A Lightweight High-Throughput Collective-Capable NoC for Large-Scale ML Accelerators

TL;DR

This paper introduces a lightweight, high-throughput NoC with collective capabilities, enabling efficient communication and computation for large-scale ML accelerators, significantly improving speed and energy efficiency.

Contribution

It presents a novel NoC design with Direct Compute Access (DCA) for high-bandwidth in-network reductions, supporting scalable ML workloads with minimal area overhead.

Findings

Achieves 5.3x speedup in multicast operations

Achieves 2.8x speedup in reduction operations

Scales efficiently to large mesh architectures with significant performance gains

Abstract

The exponential increase in Machine Learning (ML) model size and complexity has driven unprecedented demand for high-performance acceleration systems. As technology scaling enables the integration of thousands of computing elements onto a single die, the boundary between distributed and on-chip systems has blurred, making efficient on-chip collective communication increasingly critical. In this work, we present a lightweight, collective-capable Network on Chip (NoC) that supports efficient barrier synchronization alongside scalable, high-bandwidth multicast and reduction operations, co-designed for the next generation of ML accelerators. We introduce Direct Compute Access (DCA), a novel paradigm that grants the interconnect fabric direct access to the cores' computational resources, enabling high-throughput in-network reductions with a small 16.9% router area overhead.
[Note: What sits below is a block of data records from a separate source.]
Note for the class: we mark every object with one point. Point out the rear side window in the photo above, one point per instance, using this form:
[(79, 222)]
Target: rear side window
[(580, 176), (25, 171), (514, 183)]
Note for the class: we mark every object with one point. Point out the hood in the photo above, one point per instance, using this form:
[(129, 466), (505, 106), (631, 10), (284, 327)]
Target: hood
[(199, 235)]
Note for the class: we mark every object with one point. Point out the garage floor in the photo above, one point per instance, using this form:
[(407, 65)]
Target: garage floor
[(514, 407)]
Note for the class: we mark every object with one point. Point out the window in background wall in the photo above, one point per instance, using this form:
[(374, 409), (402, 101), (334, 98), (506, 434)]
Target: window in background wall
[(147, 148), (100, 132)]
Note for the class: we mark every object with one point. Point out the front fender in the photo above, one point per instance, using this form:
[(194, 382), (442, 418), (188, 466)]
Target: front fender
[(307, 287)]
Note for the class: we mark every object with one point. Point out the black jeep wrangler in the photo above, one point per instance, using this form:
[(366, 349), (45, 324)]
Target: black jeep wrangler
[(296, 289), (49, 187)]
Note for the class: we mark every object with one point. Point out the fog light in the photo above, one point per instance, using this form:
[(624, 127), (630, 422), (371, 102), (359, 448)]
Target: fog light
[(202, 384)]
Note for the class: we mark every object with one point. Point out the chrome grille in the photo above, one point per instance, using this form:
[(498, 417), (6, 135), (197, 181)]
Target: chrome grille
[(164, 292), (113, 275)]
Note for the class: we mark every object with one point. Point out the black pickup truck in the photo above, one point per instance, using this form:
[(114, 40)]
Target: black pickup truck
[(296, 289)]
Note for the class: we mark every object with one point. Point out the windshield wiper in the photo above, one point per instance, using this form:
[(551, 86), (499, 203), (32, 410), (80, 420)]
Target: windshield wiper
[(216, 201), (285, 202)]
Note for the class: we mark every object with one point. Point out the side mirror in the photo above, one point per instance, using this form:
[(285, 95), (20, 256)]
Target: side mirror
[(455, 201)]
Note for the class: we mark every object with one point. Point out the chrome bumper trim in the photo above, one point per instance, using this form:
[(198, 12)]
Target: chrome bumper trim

Through in-network hardware acceleration, we achieve 5.3x and 2.8x geomean speedups on multicast and reduction operations involving between 1 and 32 KiB of data, respectively. Furthermore, by keeping communication off the critical path in GEMM workloads, these features allow our architecture to scale efficiently to large meshes, resulting in up to 3.8x and 2.4x estimated performance gains through multicast and reduction support, respectively, compared to a baseline unicast NoC architecture, and up to 1.17x estimated energy savings.